EPIVAR_NODE_BASE_URL=https://my-node-url.example.org
EPIVAR_SESSION_SECRET=some-long-secret-value-do-not-share-me
POSTGRES_PASSWORD=my-secure-password
EPIVAR_PG_CONNECTION=postgresql://postgres:my-secure-password@epivar-db:5432/postgres

Notes

  • EPIVAR_NODE_BASE_URL should not have a trailing slash, nor the /api suffix even though API endpoints are off of this suffix.

  • These environment variables can either be configured in a .env file and attached to a Docker Compose container via the env_file directive attached to both the EpiVar server container and the Postgres container, or put into the environment directive in the Compose file directly - EPIVAR_SESSION_SECRET and EPIVAR_PG_CONNECTION are for the EpiVar server container, and POSTGRES_PASSWORD is for the Postgres container. Either way, make sure not to commit them to any public repository.

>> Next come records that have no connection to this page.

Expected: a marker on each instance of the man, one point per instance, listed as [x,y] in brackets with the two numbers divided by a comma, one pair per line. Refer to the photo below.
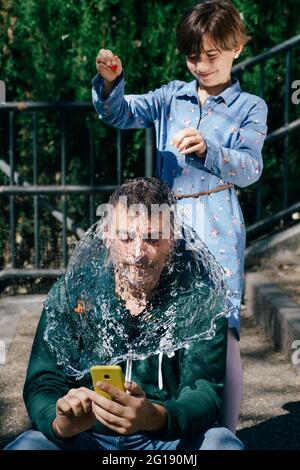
[182,413]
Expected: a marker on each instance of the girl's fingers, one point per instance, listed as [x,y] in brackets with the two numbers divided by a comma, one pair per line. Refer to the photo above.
[178,138]
[199,148]
[187,141]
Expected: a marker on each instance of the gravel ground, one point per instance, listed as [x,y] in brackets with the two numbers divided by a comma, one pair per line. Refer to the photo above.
[270,417]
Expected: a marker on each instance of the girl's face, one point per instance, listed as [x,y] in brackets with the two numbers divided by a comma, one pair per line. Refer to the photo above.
[212,68]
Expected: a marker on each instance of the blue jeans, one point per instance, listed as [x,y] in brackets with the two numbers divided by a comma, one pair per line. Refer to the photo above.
[217,438]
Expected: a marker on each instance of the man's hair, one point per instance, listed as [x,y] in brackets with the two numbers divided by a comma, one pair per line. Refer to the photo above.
[217,20]
[145,191]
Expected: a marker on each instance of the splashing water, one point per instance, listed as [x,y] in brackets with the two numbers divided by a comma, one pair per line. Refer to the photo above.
[88,324]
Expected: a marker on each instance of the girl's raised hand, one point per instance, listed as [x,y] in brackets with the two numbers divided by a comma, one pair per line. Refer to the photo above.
[108,65]
[189,141]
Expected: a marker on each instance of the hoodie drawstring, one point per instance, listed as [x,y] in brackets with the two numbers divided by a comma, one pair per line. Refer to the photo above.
[160,379]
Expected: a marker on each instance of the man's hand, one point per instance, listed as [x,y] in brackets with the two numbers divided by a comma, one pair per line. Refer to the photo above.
[127,413]
[190,141]
[108,65]
[73,413]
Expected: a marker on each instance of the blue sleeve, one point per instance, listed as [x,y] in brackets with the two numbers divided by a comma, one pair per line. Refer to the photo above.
[127,111]
[241,165]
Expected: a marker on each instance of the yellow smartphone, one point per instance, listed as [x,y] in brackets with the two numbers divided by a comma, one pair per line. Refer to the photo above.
[113,375]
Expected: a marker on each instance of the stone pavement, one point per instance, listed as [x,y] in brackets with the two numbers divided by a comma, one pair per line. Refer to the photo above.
[270,417]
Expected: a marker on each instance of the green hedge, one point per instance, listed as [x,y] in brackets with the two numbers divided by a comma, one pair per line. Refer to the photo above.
[48,51]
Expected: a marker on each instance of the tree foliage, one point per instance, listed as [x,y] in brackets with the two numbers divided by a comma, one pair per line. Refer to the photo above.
[47,53]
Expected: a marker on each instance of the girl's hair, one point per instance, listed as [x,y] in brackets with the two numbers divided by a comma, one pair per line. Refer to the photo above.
[216,20]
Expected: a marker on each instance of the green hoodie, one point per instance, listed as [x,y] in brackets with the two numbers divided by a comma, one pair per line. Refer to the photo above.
[193,381]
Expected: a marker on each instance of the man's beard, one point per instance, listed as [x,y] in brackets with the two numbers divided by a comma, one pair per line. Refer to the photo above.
[138,277]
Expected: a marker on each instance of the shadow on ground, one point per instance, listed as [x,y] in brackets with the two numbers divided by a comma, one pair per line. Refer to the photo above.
[280,432]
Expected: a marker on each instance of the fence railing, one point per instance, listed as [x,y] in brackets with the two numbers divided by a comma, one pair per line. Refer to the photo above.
[18,186]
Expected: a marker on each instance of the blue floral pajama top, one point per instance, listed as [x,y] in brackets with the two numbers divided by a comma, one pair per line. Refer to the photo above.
[234,127]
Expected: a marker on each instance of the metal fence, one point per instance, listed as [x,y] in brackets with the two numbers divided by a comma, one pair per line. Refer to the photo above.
[18,186]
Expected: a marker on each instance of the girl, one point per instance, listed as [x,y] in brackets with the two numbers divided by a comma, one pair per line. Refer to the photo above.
[209,137]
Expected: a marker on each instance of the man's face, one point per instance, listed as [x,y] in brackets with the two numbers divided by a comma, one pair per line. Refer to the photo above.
[140,246]
[213,66]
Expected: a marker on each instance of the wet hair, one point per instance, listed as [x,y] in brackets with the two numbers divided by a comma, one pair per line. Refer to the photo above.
[217,20]
[145,191]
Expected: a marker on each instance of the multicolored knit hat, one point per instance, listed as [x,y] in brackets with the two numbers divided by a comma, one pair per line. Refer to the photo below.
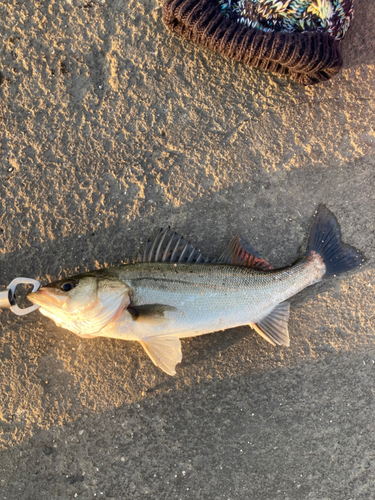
[298,38]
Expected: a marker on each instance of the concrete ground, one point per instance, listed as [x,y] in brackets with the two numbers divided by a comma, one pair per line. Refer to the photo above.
[112,127]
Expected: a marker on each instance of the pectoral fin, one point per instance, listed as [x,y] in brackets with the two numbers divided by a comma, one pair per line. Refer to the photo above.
[274,327]
[165,352]
[154,313]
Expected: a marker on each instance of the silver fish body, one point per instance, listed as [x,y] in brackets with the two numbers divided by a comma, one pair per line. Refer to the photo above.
[206,298]
[174,292]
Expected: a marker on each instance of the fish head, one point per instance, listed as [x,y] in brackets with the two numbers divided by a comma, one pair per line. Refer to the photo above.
[83,304]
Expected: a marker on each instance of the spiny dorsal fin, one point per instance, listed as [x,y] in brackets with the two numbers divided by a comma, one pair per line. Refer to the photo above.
[240,253]
[170,247]
[151,313]
[274,327]
[165,352]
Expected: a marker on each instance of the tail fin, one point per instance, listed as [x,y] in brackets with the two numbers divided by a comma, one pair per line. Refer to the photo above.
[325,240]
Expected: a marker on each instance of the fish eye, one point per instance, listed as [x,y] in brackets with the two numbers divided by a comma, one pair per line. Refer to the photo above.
[68,285]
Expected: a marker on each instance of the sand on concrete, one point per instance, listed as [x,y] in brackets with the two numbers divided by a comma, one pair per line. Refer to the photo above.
[112,127]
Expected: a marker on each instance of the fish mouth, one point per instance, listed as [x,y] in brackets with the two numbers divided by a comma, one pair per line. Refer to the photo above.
[47,298]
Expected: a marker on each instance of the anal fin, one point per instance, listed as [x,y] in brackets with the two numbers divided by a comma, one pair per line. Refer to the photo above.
[274,327]
[165,352]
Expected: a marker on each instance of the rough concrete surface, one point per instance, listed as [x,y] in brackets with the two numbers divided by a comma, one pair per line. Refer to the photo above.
[112,127]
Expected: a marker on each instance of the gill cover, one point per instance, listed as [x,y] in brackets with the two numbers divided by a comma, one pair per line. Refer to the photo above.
[85,305]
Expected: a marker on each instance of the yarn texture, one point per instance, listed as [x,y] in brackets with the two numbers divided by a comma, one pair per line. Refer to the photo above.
[295,38]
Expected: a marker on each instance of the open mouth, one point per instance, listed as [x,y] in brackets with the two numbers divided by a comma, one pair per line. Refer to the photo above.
[44,297]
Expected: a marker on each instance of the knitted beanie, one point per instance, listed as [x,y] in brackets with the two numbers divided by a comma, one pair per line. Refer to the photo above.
[298,38]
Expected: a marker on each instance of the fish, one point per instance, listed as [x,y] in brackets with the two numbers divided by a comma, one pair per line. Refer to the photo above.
[173,291]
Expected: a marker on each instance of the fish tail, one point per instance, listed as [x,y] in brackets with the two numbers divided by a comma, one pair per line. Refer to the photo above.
[325,240]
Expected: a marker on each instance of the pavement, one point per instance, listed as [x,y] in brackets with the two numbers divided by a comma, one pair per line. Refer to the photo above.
[111,127]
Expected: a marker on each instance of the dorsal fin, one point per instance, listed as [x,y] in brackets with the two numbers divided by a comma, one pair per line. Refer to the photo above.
[240,253]
[170,247]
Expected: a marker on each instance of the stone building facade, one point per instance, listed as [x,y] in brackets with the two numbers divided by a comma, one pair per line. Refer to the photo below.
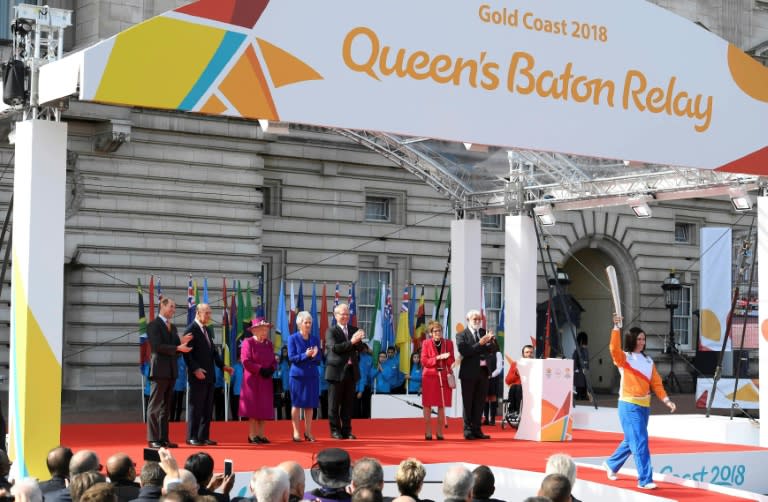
[183,195]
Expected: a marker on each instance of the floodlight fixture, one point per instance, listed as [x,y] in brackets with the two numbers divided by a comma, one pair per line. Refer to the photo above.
[639,205]
[545,215]
[740,199]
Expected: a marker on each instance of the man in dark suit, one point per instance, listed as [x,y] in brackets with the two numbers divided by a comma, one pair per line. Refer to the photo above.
[342,346]
[58,465]
[164,343]
[121,471]
[201,376]
[475,347]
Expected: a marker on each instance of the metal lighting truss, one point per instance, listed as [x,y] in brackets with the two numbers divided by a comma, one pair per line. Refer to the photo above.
[510,181]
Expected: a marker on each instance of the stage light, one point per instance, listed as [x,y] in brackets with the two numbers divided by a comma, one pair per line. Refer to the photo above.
[639,205]
[740,199]
[544,215]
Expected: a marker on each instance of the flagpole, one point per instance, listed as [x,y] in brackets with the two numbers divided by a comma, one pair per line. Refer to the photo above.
[143,403]
[442,287]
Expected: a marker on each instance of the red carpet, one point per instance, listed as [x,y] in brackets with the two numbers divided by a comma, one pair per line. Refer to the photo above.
[390,441]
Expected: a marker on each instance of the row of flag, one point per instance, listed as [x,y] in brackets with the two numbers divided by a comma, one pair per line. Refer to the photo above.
[406,331]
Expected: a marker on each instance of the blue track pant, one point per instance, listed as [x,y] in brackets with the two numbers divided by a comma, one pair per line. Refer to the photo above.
[634,422]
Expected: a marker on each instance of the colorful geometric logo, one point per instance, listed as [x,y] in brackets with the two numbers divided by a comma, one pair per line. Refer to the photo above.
[204,58]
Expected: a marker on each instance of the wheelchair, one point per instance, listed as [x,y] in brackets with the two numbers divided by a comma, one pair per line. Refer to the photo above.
[509,417]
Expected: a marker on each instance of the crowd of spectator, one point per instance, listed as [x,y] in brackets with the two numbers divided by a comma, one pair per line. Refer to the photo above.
[81,477]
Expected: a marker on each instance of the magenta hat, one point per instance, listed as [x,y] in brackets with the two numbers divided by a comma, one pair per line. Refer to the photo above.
[258,322]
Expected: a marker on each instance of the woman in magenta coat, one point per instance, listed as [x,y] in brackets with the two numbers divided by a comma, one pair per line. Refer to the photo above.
[437,360]
[256,394]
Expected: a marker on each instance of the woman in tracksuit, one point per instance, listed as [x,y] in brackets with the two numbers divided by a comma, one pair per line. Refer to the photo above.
[638,378]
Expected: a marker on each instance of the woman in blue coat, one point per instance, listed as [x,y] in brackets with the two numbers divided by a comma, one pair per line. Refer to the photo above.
[304,354]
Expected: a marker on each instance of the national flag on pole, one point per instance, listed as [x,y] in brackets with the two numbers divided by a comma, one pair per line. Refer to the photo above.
[159,294]
[233,331]
[293,312]
[190,302]
[403,337]
[412,311]
[145,351]
[435,315]
[151,297]
[447,316]
[282,326]
[260,311]
[324,315]
[336,298]
[421,323]
[547,331]
[389,318]
[378,321]
[300,298]
[248,317]
[484,322]
[352,305]
[240,313]
[226,353]
[500,328]
[313,313]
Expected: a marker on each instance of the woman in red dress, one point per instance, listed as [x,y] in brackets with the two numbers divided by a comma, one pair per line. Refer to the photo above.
[437,360]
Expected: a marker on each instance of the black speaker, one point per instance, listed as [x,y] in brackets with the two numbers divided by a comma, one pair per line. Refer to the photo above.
[14,83]
[706,362]
[743,356]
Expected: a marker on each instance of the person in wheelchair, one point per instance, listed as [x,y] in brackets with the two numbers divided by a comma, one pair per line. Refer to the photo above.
[515,395]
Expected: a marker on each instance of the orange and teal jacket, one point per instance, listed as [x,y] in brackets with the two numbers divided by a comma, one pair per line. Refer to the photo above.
[638,374]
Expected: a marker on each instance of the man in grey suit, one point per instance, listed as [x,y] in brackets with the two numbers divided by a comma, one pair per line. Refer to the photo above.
[474,345]
[201,376]
[342,346]
[165,343]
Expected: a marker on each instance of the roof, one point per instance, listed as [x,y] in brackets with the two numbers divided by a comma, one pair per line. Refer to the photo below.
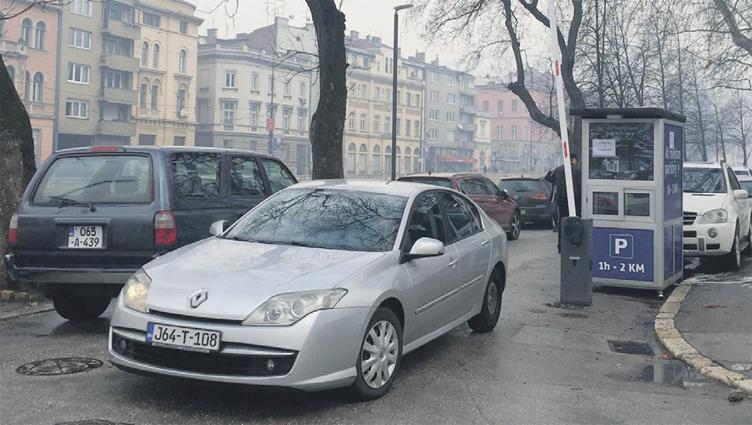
[373,186]
[654,113]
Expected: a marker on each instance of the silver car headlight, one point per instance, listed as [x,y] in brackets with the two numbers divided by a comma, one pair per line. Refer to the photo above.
[714,216]
[286,309]
[135,291]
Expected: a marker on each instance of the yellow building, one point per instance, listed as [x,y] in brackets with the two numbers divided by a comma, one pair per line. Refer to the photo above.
[368,123]
[167,52]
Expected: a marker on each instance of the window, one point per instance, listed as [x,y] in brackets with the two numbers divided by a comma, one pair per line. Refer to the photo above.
[41,28]
[180,102]
[77,109]
[79,39]
[230,79]
[147,139]
[154,97]
[26,31]
[155,56]
[78,73]
[279,177]
[145,54]
[228,113]
[182,66]
[426,221]
[142,93]
[151,19]
[196,175]
[254,81]
[245,177]
[81,7]
[376,160]
[286,112]
[351,155]
[254,108]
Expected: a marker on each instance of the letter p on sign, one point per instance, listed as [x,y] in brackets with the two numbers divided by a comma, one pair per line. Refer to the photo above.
[621,246]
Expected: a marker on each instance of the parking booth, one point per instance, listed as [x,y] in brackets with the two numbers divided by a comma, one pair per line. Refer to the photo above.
[632,190]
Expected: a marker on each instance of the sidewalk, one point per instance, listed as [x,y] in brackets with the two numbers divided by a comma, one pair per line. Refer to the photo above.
[716,319]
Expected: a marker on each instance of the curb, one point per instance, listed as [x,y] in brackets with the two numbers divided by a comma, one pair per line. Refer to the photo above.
[35,309]
[675,343]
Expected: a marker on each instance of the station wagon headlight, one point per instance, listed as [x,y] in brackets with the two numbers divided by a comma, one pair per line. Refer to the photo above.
[135,290]
[286,309]
[714,216]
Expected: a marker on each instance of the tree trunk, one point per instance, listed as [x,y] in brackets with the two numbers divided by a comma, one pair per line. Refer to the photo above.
[327,123]
[16,155]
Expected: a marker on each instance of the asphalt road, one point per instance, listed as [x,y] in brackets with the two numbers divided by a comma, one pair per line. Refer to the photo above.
[543,364]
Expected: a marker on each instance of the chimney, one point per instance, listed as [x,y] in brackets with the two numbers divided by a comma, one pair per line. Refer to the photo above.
[211,36]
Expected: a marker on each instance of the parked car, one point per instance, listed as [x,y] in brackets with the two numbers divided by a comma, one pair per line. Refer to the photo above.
[742,171]
[91,217]
[494,201]
[533,196]
[716,214]
[325,284]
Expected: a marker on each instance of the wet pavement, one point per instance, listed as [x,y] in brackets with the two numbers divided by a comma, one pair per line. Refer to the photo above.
[544,363]
[716,317]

  • Several other configuration options are available, and documented in commented code, in the /envConfig.js file. A lot of the default values here match how the Docker container is configured, especially the filesystem path options, so change with caution.

Starting the server

Assuming you have set up a Docker Compose file, similar to the one we provide as an example, you can start the node using the following command:

docker compose up -d

Importing data

First, import the assembly gene list and gene-peak association data into the database using the following command:

docker compose exec -i epivar-server node ./scripts/import-genes.mjs < ./input-files/flu-infection-gene-peaks.csv

Then, import peaks and pre-computed peak matrix values into the database using the following command:

docker compose exec epivar-server node ./scripts/import-peaks.js

Note: This will take a while.

Then, calculate summary data for the peaks:

# Aggregate data for peaks grouped by SNP and gene, used for autocomplete:
docker compose exec epivar-server node ./scripts/calculate-peak-groups.mjs

# Used to generate Manhattan plots for chromosome/assay pairs, binned by SNP position:
docker compose exec epivar-server node ./scripts/calculate-top-peaks.mjs

Finally, ensure the cache is clear in case any values have been added accidentally during data ingestion, or are remaining from prior data ingestions:

docker compose exec epivar-server node ./scripts/clear-cache.js

Joining the EpiVar Browser federation

In order to connect an EpiVar node to the EpiVar Browser portal, the node must be publicly accessible with a valid HTTPS certificate and a reverse proxy passing traffic to the EpiVar server (the configuration of which is out of scope for this guide.)

Then, contact us at epivar@computationalgenomics.ca, including information about your node, your dataset, and including the domain name + path of your instance, and we will decide whether to include your node in the list of nodes available in the EpiVar Browser.